De la banalité du mal

De la banalité du mal

Le lieutenant-colonel Adolf Eichmann a été un artisan zélé de la solution finale, visant l’extermination des Juifs européens à partir de 1942. Sous les ordres d’Himmler, il avait en charge l’administration des transports vers les camps d’extermination. Il est donc l’un des principaux hiérarques nazis responsables de la mort de 6 millions de juifs au cours de la 2e guerre mondiale.

Après la guerre, il parvient à échapper aux procès de Nuremberg et, grâce à l’aide de l’église catholique, il s’enfuit d’Europe vers l’Argentine, où il sera enlevé par le Mossad au cours de l’année 1960. Il sera jugé en Israël et condamné à la pendaison en 1962. Au cours de son procès, Hannah Arendt, philosophe, politologue comme elle se définissait, sera chargée par le New Yorker d’en faire le compte-rendu. Elle fera en 1963, de ces articles publiés dans le journal new-yorkais,  un livre intitulé « Eichmann à Jérusalem : Rapport sur la banalité du mal ».

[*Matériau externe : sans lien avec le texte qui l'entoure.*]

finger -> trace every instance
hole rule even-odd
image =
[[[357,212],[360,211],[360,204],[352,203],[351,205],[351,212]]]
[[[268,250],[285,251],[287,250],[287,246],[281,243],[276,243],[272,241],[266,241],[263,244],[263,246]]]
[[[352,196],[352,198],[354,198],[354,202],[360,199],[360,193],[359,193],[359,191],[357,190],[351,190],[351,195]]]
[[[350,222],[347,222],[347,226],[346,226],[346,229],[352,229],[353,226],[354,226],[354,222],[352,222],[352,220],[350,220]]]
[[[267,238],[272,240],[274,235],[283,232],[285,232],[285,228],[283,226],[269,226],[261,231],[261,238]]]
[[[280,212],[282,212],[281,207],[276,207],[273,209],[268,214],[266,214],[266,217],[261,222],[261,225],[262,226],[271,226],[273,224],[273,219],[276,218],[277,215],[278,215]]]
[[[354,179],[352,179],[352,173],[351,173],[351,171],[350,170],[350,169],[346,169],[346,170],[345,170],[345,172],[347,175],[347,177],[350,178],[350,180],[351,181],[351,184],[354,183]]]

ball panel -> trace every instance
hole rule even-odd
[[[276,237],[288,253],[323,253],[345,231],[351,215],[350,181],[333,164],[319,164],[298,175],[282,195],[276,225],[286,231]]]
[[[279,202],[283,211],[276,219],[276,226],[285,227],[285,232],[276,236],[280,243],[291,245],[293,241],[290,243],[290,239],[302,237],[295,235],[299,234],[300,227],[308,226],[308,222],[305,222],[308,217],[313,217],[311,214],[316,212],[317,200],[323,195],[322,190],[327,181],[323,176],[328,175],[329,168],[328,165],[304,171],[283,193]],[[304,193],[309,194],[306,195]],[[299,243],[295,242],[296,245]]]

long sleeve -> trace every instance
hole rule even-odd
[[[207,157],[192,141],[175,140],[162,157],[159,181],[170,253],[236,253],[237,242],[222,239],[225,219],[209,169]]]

Dans cet ouvrage, elle donne corps au concept de banalité du mal en s’appuyant sur l’impression que lui donne Eichmann au cours de son procès, derrière sa vitre de verre, sous son costume civil. Un être insignifiant, banal, un serviteur zélé, soumis, abandonnant sa capacité de pensée et sa conscience à un système totalitaire qui aura mis au pas toute la société allemande ! Et, c’est en cela que le lieutenant-colonel nazi incarne, selon elle, la banalité du mal.

Banal ? Insignifiant ?

Comme tout être humain, ce grand dignitaire du régime nazi avait une histoire. D’origine autrichienne, très jeune, il va adhérer à un mouvement de jeunesse – les Wandervögel – qui exalte la pureté de la race allemande, le pangermanisme et aussi l’antisémitisme. Dès 1926, il assiste à un rassemblement du NSPD, un parti politique allemand dirigé par un certain Adolf Hitler. Il rejoindra la SS en 1932, avant l’accession au pouvoir du parti nazi. Rappelons qu’en mai 1928, ce parti ne représentait que 2,6% des voix des électeurs allemands. Rien ne prédestinait Eichmann à s’engager dans un parti extrêmement minoritaire, au discours profondément antisémite. Son engagement politique précoce n’avait donc rien de banal, d’ordinaire et de normal, dans une Allemagne où l’adhésion au NSPD était encore peu répandue. Aussi déraisonnables que ces choix puissent paraître, Eichmann était un être capable de penser.

Aux côtés d’Heydrich, après avoir été informé du projet d’élimination physique des Juifs européens, il pensera et mettra en place toute la logistique de transports  vers les camps de la mort. Et cette capacité de penser l’impensable, Eichmann la développera, seul, à l’occasion de la déportation massive de 450000 Juifs hongrois vers les chambres à gaz et notamment vers le camp d’Auschwitz qu’il avait eu l’occasion de visiter. Il ne pouvait pas ne pas savoir. Il a su montrer beaucoup d’autonomie, pour quelqu’un sensé obéir aux ordres. En octobre 1944, malgré les ordres d’Himmler d’arrêter les exterminations de Juifs, Eichmann n’en fera qu’à sa tête.

La takia

Lors de son procès à Jérusalem, Eichmann s’est présenté comme un être respectueux des juges, courtois, discipliné, saluant et se levant. Pourtant, l’homme, dans sa jeunesse, ne semblait pas spécialement aussi déférent et respectueux des règles élémentaires de la politesse, alors qu’il appartenait à l’organisation Schlaraffia. Il aura voulu apparaître à son procès comme un bureaucrate, obéissant aux ordres qui lui étaient donnés. Un exécutant zélé. Avait-il d’ailleurs d’autre système de défense possible pour se dédouaner d’actes dont la nature échappe encore à notre entendement, 75 années après qu’ils se sont passés ? Et c’est ce qui aura très probablement « impressionné » et trompé Hannah Arendt, alors qu’elle avait en face d’elle un Eichmann vieillissant ayant troqué ses habits de la SS pour un costume civil.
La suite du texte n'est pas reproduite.